Eliminating the early retirement expense from consideration on an override would reduce the CPS contribution to the gap to about $275,000. Paul Morrison asked whether $100,000 in reductions, leaving $175,000 for a possible override would be sufficient. A suggestion by Allison emerged from the discussion that followed. If the school committee could identify reductions, FinCom would hope to help close the gap with a transfer from the town's "free cash" of several hundred thousand. This could lower the amount of an override substantially.
By telephone and email following the hearing, Allison clarified the
FinCom's current plan, which, he pointed out, of necessity is something
of a "moving target" at this point in the process. He anticipates
that free cash will be certified by the state at a level between $700,000-800,000,
and hopes to plan to transfer between $400,000 and $450,000 from that
balance. Such a transfer could minimize the amount of any ballot override,
Ives pointed out that if the million dollar gap were divided into three
equal parts, school and town budget increases would have to be reduced
by a total of $350,000, with just $350,000 transferred from free cash.
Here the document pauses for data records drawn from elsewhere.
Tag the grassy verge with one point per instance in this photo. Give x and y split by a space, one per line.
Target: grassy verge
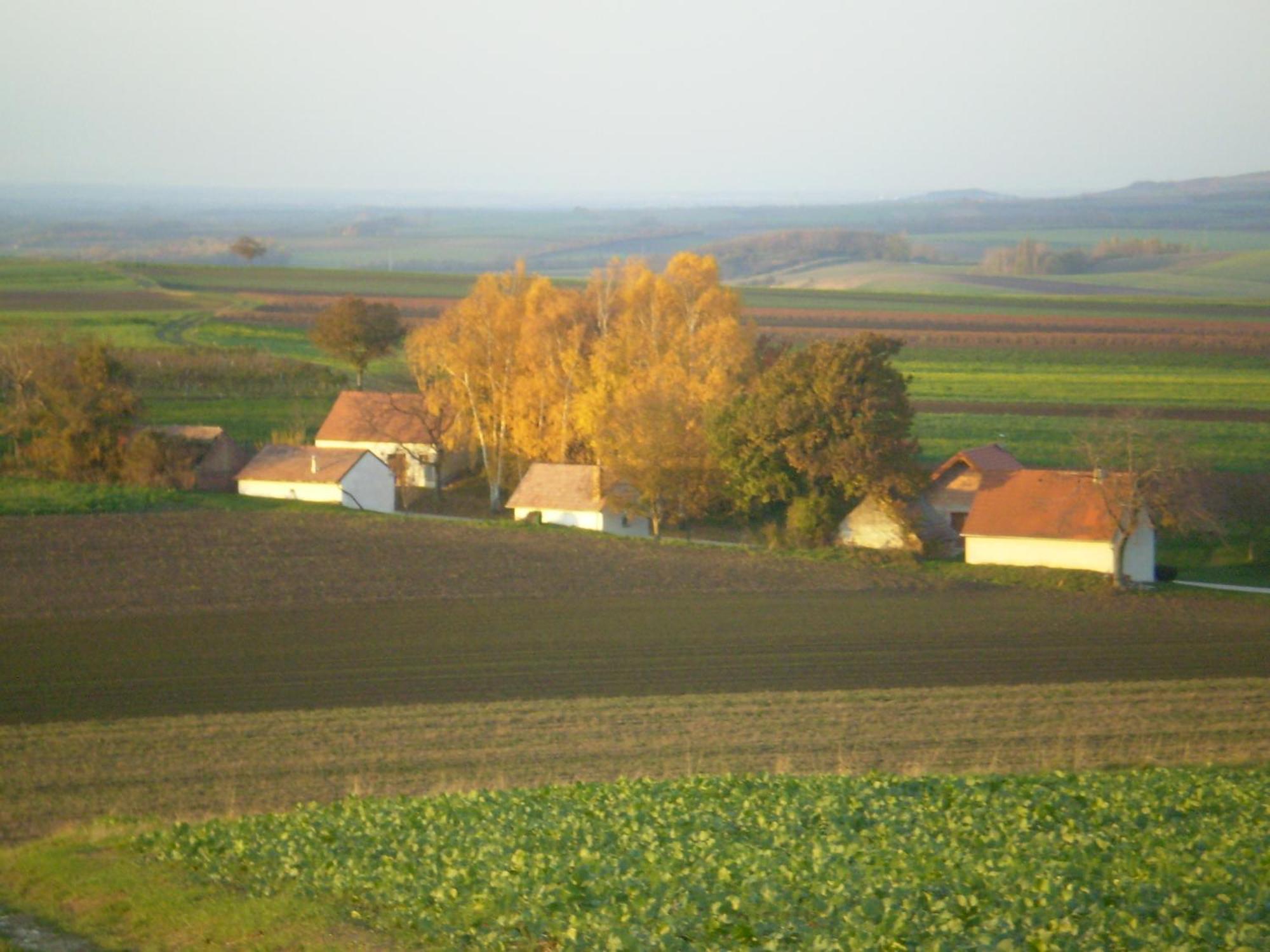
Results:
228 764
92 884
22 496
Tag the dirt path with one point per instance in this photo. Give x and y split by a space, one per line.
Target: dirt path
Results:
31 935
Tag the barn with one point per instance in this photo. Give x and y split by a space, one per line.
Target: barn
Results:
352 478
394 428
912 526
578 496
1057 519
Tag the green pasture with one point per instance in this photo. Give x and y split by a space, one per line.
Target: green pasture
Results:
21 496
313 281
124 329
1057 376
1052 441
1166 859
49 275
247 420
1200 239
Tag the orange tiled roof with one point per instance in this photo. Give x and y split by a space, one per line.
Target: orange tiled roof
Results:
366 417
1045 505
570 487
286 464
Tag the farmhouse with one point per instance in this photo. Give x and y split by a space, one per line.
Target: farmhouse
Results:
392 427
957 480
568 494
217 458
934 521
352 478
1056 519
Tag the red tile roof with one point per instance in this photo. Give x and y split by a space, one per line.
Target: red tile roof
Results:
989 459
366 417
570 487
286 464
1043 505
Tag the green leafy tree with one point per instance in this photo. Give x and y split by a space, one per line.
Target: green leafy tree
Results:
831 421
359 332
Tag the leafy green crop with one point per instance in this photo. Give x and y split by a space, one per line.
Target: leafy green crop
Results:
1128 860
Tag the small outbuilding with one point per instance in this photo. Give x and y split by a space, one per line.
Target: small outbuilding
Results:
578 496
1061 520
211 459
393 427
912 526
352 478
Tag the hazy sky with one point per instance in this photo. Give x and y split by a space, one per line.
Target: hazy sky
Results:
562 100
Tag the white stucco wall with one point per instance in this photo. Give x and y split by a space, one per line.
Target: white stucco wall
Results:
1140 554
420 470
304 492
566 517
1051 553
370 486
636 525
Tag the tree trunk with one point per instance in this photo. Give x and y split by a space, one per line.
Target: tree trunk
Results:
1118 562
439 465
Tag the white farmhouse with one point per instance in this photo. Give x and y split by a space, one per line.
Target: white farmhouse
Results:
393 427
570 494
1056 519
352 478
957 480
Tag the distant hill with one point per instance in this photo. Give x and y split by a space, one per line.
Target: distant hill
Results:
1252 183
778 251
962 195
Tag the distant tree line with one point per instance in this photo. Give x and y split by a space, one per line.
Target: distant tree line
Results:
1032 257
777 251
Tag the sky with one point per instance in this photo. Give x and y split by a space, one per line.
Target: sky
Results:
600 98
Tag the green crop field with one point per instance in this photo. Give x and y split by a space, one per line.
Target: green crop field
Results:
1052 441
1161 379
1151 859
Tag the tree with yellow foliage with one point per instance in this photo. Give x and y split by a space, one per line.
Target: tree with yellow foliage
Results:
487 351
671 354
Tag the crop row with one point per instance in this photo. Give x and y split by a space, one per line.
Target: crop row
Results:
1140 860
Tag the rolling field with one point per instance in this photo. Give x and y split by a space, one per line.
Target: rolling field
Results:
186 663
982 365
773 863
195 766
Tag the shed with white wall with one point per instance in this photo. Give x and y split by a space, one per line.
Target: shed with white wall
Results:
1060 520
352 478
577 496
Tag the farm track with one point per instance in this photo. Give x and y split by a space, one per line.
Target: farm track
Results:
1156 413
175 332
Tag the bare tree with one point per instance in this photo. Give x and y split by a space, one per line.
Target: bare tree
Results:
1144 473
358 332
250 248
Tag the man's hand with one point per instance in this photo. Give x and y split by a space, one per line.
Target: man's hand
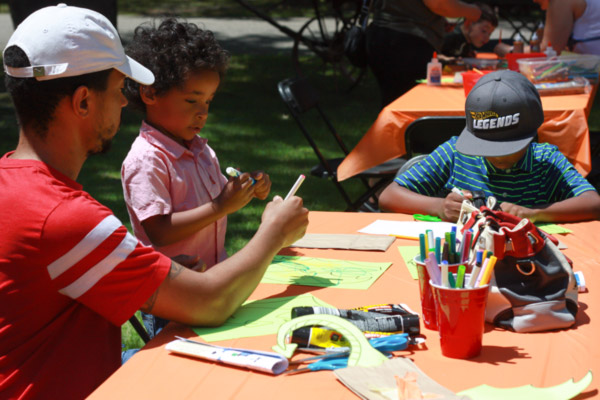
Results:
286 219
192 262
262 187
452 204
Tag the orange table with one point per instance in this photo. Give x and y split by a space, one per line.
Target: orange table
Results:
565 125
508 359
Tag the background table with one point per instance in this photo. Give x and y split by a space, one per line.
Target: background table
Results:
565 125
508 359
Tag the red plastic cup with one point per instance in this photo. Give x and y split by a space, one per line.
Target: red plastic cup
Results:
428 311
460 319
470 78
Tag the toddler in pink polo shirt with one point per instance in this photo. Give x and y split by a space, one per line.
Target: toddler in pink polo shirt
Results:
177 198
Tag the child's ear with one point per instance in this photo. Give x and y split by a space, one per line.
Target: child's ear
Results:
148 94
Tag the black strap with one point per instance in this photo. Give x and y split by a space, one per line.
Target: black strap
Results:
139 329
363 17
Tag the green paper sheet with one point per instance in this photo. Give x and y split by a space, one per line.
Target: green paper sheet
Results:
258 317
323 272
408 254
553 229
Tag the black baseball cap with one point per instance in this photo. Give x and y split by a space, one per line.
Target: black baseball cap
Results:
503 112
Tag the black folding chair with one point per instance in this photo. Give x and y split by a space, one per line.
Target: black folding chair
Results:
300 98
425 134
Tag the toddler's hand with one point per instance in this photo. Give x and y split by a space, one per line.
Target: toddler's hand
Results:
518 211
262 187
285 220
236 194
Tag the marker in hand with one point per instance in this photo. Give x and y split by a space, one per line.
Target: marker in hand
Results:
295 187
235 173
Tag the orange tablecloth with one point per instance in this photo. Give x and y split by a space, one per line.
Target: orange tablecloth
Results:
507 360
565 125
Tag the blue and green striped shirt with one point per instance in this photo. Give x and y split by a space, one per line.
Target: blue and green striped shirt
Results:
542 176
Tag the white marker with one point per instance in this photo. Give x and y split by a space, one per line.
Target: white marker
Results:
294 188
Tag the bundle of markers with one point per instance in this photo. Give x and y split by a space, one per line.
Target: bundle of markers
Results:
481 272
449 251
440 257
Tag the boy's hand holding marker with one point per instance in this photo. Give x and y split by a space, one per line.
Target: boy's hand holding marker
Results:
258 179
451 204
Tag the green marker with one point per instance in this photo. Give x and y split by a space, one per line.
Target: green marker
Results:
460 276
451 282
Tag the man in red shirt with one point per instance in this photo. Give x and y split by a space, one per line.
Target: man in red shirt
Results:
70 273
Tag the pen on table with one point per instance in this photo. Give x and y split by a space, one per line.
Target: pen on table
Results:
482 272
460 276
445 281
430 241
451 281
474 275
235 173
433 269
295 187
488 271
457 191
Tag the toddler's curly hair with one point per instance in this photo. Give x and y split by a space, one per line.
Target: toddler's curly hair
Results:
171 52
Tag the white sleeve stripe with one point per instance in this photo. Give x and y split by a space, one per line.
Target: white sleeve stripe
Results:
104 267
88 244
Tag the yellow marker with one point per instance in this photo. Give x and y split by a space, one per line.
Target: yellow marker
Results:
487 274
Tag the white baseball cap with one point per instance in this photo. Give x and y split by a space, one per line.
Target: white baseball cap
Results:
62 41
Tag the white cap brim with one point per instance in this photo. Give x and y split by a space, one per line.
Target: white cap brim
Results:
136 71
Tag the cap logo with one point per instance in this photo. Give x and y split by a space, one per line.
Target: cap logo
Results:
482 120
39 71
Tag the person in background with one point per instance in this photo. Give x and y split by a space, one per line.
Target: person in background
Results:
469 35
571 25
70 273
177 198
403 36
496 154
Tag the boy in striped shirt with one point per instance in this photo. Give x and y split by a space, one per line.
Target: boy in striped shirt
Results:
496 153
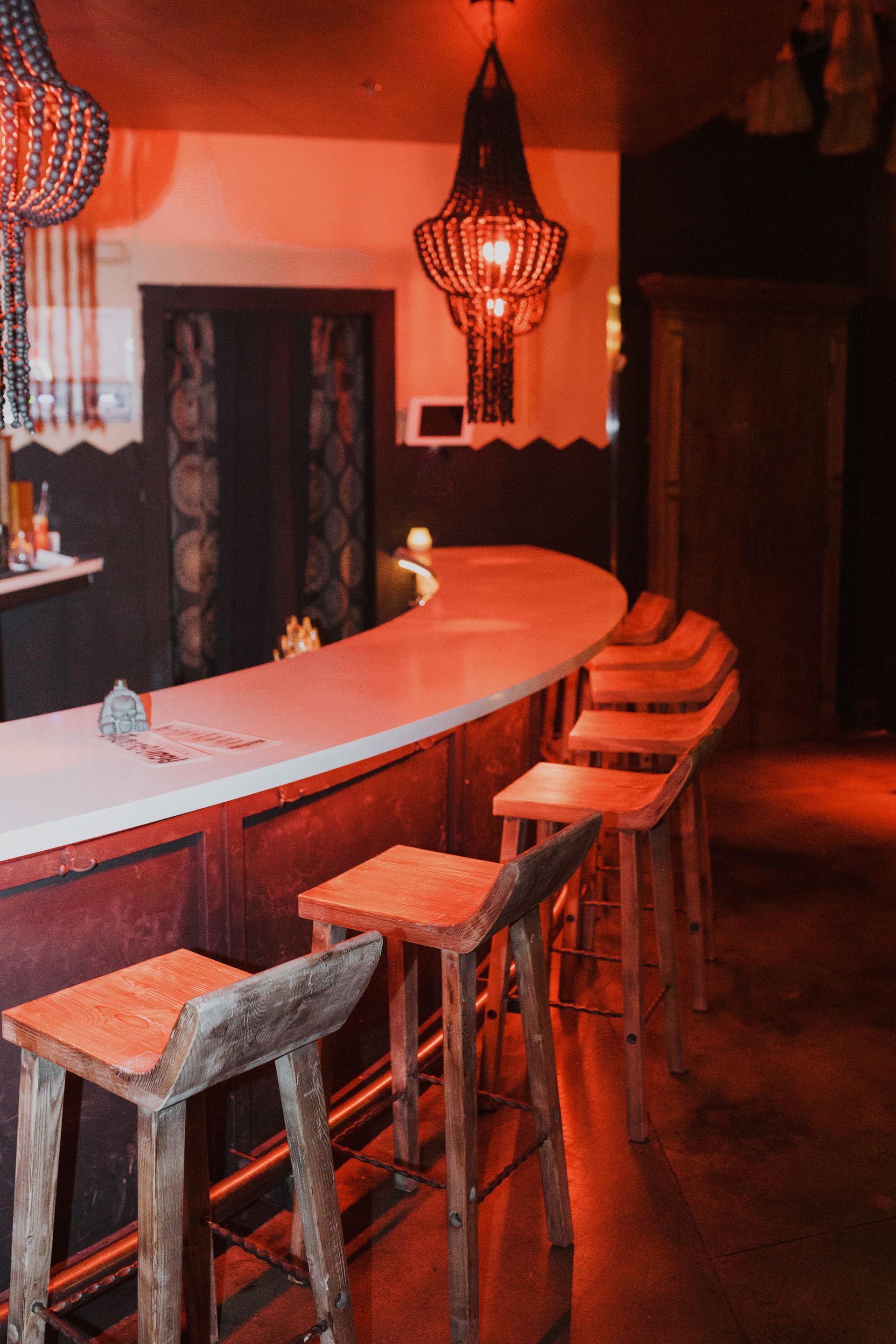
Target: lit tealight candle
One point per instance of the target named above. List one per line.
(420, 541)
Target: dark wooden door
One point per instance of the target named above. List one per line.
(749, 384)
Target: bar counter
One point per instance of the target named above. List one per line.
(401, 734)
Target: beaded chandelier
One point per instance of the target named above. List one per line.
(491, 249)
(53, 140)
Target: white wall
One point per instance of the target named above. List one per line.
(265, 210)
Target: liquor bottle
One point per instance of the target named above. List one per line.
(42, 521)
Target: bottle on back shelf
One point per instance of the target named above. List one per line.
(42, 521)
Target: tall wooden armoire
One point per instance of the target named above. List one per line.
(747, 394)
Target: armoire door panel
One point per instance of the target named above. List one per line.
(746, 483)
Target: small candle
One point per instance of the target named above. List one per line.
(420, 541)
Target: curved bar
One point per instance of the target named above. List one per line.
(505, 623)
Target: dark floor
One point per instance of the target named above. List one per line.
(763, 1207)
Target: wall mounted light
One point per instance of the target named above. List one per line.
(491, 249)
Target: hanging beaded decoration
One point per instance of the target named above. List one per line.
(491, 249)
(54, 147)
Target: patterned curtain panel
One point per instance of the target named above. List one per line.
(335, 572)
(193, 479)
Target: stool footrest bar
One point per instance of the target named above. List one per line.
(600, 956)
(389, 1167)
(511, 1167)
(658, 1002)
(261, 1253)
(92, 1289)
(495, 1097)
(57, 1322)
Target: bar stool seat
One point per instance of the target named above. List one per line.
(653, 734)
(120, 1025)
(420, 896)
(680, 650)
(417, 897)
(684, 686)
(638, 804)
(598, 732)
(563, 793)
(648, 620)
(160, 1034)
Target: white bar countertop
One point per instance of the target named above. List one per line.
(39, 578)
(505, 623)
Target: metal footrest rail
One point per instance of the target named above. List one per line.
(279, 1262)
(601, 1013)
(398, 1170)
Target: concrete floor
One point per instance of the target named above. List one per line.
(763, 1206)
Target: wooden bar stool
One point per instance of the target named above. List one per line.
(160, 1034)
(422, 898)
(648, 620)
(678, 689)
(680, 650)
(638, 804)
(668, 735)
(645, 624)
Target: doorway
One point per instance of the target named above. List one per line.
(264, 410)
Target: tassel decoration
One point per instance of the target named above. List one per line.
(852, 80)
(778, 105)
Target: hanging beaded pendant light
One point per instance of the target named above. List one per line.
(53, 140)
(491, 249)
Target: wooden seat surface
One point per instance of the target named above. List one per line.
(420, 896)
(648, 620)
(680, 650)
(123, 1021)
(695, 685)
(566, 793)
(663, 734)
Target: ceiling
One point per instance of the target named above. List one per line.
(590, 74)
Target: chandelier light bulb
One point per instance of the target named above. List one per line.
(492, 219)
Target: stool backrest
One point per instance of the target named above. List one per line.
(648, 620)
(531, 878)
(721, 709)
(683, 772)
(680, 650)
(688, 686)
(249, 1023)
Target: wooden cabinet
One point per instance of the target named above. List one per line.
(747, 399)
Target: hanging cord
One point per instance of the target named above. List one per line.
(492, 28)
However, Allison believes the level of reserves in the town's stabilization
fund, anticipated at over $800,000 this year, warrants using more free
cash than when that was the town's only reserve for emergency spending.
How do SPED costs compare?
The meeting was also enlivened by a debate on special education costs,
which will rise 11.7% next year. Continuing a discussion from a December meeting, Dr. Linda Stapp, supervisor of special education and student services, pointed out that 11.6% of Carlisle students receive special education services, compared with 14% for nearby schools (members of the Concord Area Special Education collaborative), 13.3% for Concord, and 16% for the state as a whole.
Jensen-Fellows asked Stapp about the average amount spent for each special education student, so FinCom could compare Carlisle's spending on special education with other towns. There is no "average" student in special education, Stapp replied. Some require over $100,000 in services, while extra spending for others may be "just a ripple."
But "the average person" in town thinks special education costs "huge" amounts, and "some relatively straightforward figures" would help "people understand that we're providing a good service but not blowing the budget on it," Jensen-Fellows continued.
The nearly $131,000 rise in costs for outside placements next year accounts for a large part of the school's requested increase (about 2% of this year's total school budget), Allison observed. One student requiring outside placement can wreck your budget, he went on. (These costs can be as high as $100,000 per year for one student.) How much the school must spend in this area is "extremely dependent" on the needs of a few pupils, Stapp agreed.
How many classroom teachers?
Jensen-Fellows also asked how many of those employed by the school system work in the classroom. According to a table submitted with the budget request, of about 71 professional positions, 47 are for classroom teachers, and more than eight other positions teach in classrooms a reading specialist and foreign language, music, and art teachers. Among the 44 noncontractual positions, about 19 work in classrooms, including classroom and special education aides and teacher assistants.
Jensen-Fellows also questioned a 5.5% rise in custodial salaries, which are not governed by a union contract. The school tries "to maintain equity between teachers and noncontractual employees" in salary increases, Fox-Melanson said. However, Jensen-Fellows pointed out, this results in inequity with noncontractual employees in all other town departments, where guidelines this year have effectively limited increases to about 3%.